Une ambition communicationnelle érodée

Avec la multiplication des chaînes de télévisions privées, dont un grand nombre diffusent « offshore », la curiosité et le besoin d’une information crédible ont amené un grand nombre d’Algérien à y voir, au départ, une nouvelle fenêtre par où l’on peut jouir du tant désiré droit à l’information. Sans que cela soit complètement une chimère, le temps a fait que cet espoir est aujourd’hui relativisé.

Les ambitions politiques (peut-être politiciennes?), le long et laborieux apprentissage du professionnalisme, l’excès de cupidité et de business précipité, tous ces facteurs ont quelque peu érodé cette ambition d’installer un paysage audiovisuel de qualité.

Trois faits, sans doute anecdotiques, mais assez instructifs, nous ont amenés à nous poser la question de savoir quel est le progrès réalisés par les Algériens en matière de communication depuis l’entrée du pays dans le pluralisme médiatique, soit en 1990, à la faveur du décret signé alors par l’ancien Premier ministre, Mouloud Hamrouche. Ces trois faits ont un nom: la nostalgie. Il reste à savoir est-ce qu’elle est fondée ou justifiée.

Une nostalgie symptomatique

Le talentueux journaliste Abdelkrim Djâad, disparu en 2015, avait écrit, au début des années 2000 une chronique dans le journal La Dépêche de Kabylie où il regrettait l’hebdomadaire public Algérie-Actualités dans lequel il travaillait avec une équipe de journalistes qui étaient en même temps de véritables hommes de culture. Nous ne citerons ici que trois noms qui ne sont plus de ce monde: Tahar Djaout, Abdou Benziane et Abderrahmane Mahmoudi. Djaâd sublima sa nostalgie en allant créer, en 2003, un titre évocateur: Le Nouvel Algérie-Actualités, journal quotidien qui n’aura vécu que le temps de publication de 10 numéros.

Un autre phénomène remarqué depuis quelque temps dans les foyers algériens, c’est le retour vers les chaînes TV publiques, malgré l’extension du nombre de chaînes privées. Une forme de désenchantement face à ce qui n’a pas encore acquis maturité et consistance.

Le cynisme de l’une de ces chaînes, ayant fait ces derniers jours, dans le « voyeurisme » sauvage en montrant des journalistes menottés et conduits manu militari dans des fourgons cellulaires de la gendarmerie, renseigne sur le mésusage que l’on peut faire du noble métier de l’information.

Le troisième exemple nous est fourni par le journaliste Maâmar Farah, c’était en 2015 dans un numéro du Soir d’Algérie sous le titre: « 28 ans de presse sous le parti unique et 25 ans de presse indépendante« , thème d’une conférence qu’il avait faite au village Iguersafen, dans la wilaya de Tizi Ouzou, à l’occasion du festival Raconte-Arts. Paradoxalement, ce praticien du journalisme, à califourchon sur deux périodes, celles citées dans le titre de la conférence, fait l’éloge de la presse telle qu’elle existait sous le parti unique.

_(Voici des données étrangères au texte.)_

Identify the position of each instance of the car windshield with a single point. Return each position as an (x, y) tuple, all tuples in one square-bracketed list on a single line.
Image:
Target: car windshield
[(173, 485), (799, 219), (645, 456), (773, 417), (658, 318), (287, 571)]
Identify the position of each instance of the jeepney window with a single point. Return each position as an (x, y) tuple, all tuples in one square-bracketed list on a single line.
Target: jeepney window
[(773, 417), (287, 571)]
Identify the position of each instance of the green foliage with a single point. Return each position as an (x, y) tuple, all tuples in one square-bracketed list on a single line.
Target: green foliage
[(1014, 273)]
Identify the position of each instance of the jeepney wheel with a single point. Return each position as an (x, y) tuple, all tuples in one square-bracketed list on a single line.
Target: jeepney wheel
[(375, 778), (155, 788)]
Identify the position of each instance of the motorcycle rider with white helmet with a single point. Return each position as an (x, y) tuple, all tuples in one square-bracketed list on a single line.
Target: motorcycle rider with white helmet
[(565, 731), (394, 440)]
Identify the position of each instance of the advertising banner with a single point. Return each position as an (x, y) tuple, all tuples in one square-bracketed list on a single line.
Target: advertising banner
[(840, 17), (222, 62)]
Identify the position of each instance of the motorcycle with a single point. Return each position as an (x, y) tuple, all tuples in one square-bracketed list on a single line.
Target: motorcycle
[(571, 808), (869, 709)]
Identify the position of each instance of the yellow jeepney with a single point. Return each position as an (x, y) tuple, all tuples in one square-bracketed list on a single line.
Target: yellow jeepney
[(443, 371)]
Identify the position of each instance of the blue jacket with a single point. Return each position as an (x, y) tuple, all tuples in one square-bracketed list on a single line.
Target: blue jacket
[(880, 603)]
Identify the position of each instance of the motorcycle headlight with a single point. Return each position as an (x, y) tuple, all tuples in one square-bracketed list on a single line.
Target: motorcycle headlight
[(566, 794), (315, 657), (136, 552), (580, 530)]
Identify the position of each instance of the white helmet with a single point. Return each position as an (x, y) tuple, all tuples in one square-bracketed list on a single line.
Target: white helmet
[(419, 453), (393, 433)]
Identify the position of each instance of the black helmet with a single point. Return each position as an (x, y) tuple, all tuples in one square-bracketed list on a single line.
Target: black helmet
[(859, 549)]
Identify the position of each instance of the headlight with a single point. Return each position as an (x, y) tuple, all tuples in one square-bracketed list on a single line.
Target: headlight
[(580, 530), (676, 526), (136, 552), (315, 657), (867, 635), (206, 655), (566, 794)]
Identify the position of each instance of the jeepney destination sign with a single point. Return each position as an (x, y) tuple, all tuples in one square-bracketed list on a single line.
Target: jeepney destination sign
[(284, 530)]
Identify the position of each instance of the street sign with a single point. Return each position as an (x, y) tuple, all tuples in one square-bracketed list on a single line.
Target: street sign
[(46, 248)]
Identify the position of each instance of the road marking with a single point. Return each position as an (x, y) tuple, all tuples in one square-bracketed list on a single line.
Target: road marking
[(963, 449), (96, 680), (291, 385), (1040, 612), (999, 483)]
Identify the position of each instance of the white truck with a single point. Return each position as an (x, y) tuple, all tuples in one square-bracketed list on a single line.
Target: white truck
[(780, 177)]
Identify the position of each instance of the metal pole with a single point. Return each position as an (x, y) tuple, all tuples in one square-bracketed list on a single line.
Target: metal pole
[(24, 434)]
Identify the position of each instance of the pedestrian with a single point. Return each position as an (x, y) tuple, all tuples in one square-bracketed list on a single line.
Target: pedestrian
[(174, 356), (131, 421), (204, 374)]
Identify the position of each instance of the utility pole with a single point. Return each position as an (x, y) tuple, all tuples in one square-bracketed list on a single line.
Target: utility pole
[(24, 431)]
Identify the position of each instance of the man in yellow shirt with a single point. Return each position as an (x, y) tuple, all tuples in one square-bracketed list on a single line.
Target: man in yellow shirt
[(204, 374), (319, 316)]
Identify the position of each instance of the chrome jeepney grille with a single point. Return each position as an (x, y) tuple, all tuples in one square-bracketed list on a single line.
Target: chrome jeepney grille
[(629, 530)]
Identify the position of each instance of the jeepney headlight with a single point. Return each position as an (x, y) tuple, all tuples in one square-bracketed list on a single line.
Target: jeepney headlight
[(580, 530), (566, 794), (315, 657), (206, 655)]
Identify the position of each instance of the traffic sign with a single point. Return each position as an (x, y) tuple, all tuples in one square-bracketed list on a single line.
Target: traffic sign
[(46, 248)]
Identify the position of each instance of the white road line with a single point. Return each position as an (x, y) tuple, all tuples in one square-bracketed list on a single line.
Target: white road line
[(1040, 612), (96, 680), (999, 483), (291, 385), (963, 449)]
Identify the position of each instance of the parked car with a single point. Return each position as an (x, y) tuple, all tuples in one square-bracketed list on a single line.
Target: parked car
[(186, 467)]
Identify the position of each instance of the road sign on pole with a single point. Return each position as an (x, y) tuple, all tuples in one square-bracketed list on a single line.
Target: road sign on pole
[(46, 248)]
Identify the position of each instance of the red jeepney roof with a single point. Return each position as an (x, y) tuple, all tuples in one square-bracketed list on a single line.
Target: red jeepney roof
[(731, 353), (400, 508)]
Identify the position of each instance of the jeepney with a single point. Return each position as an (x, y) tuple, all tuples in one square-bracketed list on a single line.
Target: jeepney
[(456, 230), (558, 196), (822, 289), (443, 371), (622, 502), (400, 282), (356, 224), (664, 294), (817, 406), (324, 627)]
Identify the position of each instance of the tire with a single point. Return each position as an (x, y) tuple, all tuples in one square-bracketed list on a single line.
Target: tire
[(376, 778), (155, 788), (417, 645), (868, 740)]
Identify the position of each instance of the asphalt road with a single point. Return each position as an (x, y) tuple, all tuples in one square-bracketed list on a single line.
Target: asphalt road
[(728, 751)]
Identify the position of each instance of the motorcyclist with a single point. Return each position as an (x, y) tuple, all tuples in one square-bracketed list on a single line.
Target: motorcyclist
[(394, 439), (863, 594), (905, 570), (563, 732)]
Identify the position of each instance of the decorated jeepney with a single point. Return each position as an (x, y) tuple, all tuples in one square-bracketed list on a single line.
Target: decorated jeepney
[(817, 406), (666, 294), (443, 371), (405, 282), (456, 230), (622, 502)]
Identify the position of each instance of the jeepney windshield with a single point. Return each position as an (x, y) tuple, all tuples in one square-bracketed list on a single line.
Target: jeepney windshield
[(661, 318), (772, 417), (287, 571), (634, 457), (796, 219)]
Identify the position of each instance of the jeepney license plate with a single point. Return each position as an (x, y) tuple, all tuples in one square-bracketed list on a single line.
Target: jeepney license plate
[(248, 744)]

Il en relativise les limites qu’on a tendance à monter facilement en épingle. En résumé, on comprend, à travers ses propos, que la période des années 60 et 70 du siècle dernier n’était pas totalement de la dictature, et que la période actuelle est loin d’être un modèle de démocratie, malgré justement la centaine de quotidiens imprimés, de dizaines de sites internet et de plusieurs chaînes de télévision.

En d’autres termes, le nombre ne fait pas nécessairement la qualité, particulièrement lorsqu’on sait qu’avec un personnel fort réduit, un appartement loué, une ligne téléphonique pour accéder à l’internet et de solides connaissance à…l’ANEP, ont peut fonder tout de suite un quotidien.

Hormis certains titres qui font honneur à la corporation, le reste constitue des machines à sous qui durent parfois quelques mois.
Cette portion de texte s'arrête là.